RESPONDENT: Paul C. Nordberg
LOCATION: United States District Court for the Southern District of Florida
DOCKET NO.: 87-1716
DECIDED BY: Rehnquist Court (1988-1990)
LOWER COURT: United States Court of Appeals for the Eleventh Circuit
CITATION: 492 US 33 (1989)
ARGUED: Jan 09, 1989
DECIDED: Jun 23, 1989
Adam Lawrence - on behalf of the Petitioners
Laurence Tribe - on behalf of the respondents
Laurence H. Tribe - on behalf of the Respondents
Facts of the case
In 1983, the Chase & Sanborn Company filed for Chapter 11 bankruptcy. The United States Bankruptcy Court for the Southern District of Florida made Paul Nordberg the trustee in bankruptcy. In 1985, Nordberg sued Granfinanciera, S.A. and Medex, Ltda. in district court. Nordberg alleged that they received $1.7 million in fraudulent transfers from Chase & Sanborn’s corporate predecessor a year before the bankruptcy filing. The district court referred the proceedings to bankruptcy court. Five months later, after the Colombian government nationalized Granfinanciera, Granfinanciera and Medex requested a jury trial. The bankruptcy court denied the request because fraudulent transfers were a non-jury issue under English common law. After a bench trial, the bankruptcy court dismissed the actual fraud claim but found in favor of Nordberg on the constructive fraud claim in the amount of $1,500,000 against Granfinanciera and $180,000 against Medex. The district court affirmed the decision.

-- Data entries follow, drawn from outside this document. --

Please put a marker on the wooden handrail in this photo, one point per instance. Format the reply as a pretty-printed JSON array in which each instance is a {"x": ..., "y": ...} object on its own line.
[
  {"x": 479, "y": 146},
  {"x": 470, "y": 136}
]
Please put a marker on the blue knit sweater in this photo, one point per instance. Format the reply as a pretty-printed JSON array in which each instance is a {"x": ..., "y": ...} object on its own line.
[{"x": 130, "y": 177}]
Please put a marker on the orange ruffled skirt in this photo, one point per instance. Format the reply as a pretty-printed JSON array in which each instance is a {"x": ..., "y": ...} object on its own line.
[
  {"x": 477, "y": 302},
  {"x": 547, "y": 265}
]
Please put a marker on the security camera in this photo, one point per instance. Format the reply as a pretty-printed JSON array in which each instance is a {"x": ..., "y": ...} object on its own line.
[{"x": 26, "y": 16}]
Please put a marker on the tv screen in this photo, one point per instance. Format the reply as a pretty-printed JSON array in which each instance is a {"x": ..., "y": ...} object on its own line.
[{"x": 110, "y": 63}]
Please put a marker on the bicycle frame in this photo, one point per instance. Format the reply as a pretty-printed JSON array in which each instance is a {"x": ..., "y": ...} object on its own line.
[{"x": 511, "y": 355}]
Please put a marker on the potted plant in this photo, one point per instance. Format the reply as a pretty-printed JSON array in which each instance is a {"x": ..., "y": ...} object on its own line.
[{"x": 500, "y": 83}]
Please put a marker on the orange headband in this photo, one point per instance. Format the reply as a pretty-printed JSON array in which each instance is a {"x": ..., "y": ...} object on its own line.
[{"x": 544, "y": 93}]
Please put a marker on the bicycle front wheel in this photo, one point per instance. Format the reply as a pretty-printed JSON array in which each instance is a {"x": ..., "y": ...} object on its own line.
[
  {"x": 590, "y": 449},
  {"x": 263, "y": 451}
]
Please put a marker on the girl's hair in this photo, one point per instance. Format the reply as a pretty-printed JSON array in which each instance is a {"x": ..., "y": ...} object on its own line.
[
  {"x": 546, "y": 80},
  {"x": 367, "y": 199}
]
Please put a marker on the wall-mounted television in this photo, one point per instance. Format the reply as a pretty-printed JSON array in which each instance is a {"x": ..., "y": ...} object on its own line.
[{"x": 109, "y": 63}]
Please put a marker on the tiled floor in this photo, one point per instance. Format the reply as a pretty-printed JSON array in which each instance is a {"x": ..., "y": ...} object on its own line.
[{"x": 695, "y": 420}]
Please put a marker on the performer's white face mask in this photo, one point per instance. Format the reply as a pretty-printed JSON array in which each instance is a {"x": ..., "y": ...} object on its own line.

The U.S. Court of Appeals for the Eleventh Circuit affirmed and held that Granfinanciera and Medex did not have a statutory right to a jury trial, nor did they have a right under the Seventh Amendment.
Does a person who has submitted a claim against a bankruptcy estate have a right to a jury trial when sued by the trustee in bankruptcy to recover an allegedly fraudulent money transfer?
Media for Granfinanciera, S. A. v. Nordberg
Audio Transcription for Oral Argument - January 09, 1989 in Granfinanciera, S. A. v. Nordberg
William H. Rehnquist:
We'll hear argument next in No. 87-1716, Granfinanciera v. Nordberg.
You may proceed whenever you're ready.
Thank you, Mr. Chief Justice.
May it please the Court.
In the 1984 Bankruptcy Act, Congress has neither intended to nor has it in fact abrogated or modified any of the Petitioners' Seventh Amendment rights.
We feel for this reason that this Court need not explore the limits or the margins or the interstices of Congress' power to legislate outside the Seventh Amendment.
This case can be resolved neatly and completely, we submit, with a consideration of just two matters.
The first matter is the unified jurisdictional structure and court organizational system created in the 1984 Bankruptcy Act.
The second consideration is the entirely legal nature of the cause of action asserted by the Trustee in his complaint and the type of relief he asked for.
Turning to the 1984 Act, what's significant, highly significant, about the Act is that it does not create a separate jurisdictional or juridical entity called the bankruptcy court.
What it does create are a group of bankruptcy judges who are denominated a "unit" of the district court invested with the power of judicial officers of that court.
What Congress has not done very specifically in the 1984 Act is create out of these... out of these bankruptcy judges an administrative agency, a specialized court of equity or specialized court, a court of any type, or a legislative tribunal.
Congress has specifically left these judges as dependent, non-autonomous adjuncts or units of the plenary United States district court.
Now, it wasn't always this way, and I think a historical look is instructive here.
My Constitution says that the judges, both of the Supreme and inferior courts, shall hold their offices during good behavior.
And yet you say these bankruptcy officers who don't hold their offices during good behavior are members of an inferior court of the United States.
Well, I... the... the intent of Congress was to create these judges obviously not as Article III judges, but as adjuncts to an Article III court.
I'm saying that intent is unconstitutional if that was the intent.
Well, if that is the... if the Act is unconstitutional, I don't think that necessarily impacts on our right to a jury trial.
Or else it wasn't their intent.
I mean, that's another alternative.
Well, if the... if the intent of Congress was to do an unconstitutional act, obviously an interpretation must be arrived at that permits a constitutional construction.
It seems to me, though, that the... that the precedent of this Court allows Article III type issues or public rights issues or issues arising out of... out of legislation that Congress enacts to be decided in an adjunct fashion.
By a non-Article III court, correct.
But you're saying it's being decided by an Article III court with non-Article III judges, as I understand your argument.
Well, my argument is that initially... if I could develop it historically, the argument is... and from the 1984 Act... that Congress is investing jurisdiction initially and in the first instance in the United States district court judges and the United States district court.
Under the 1984 Act, that jurisdiction need not be shared.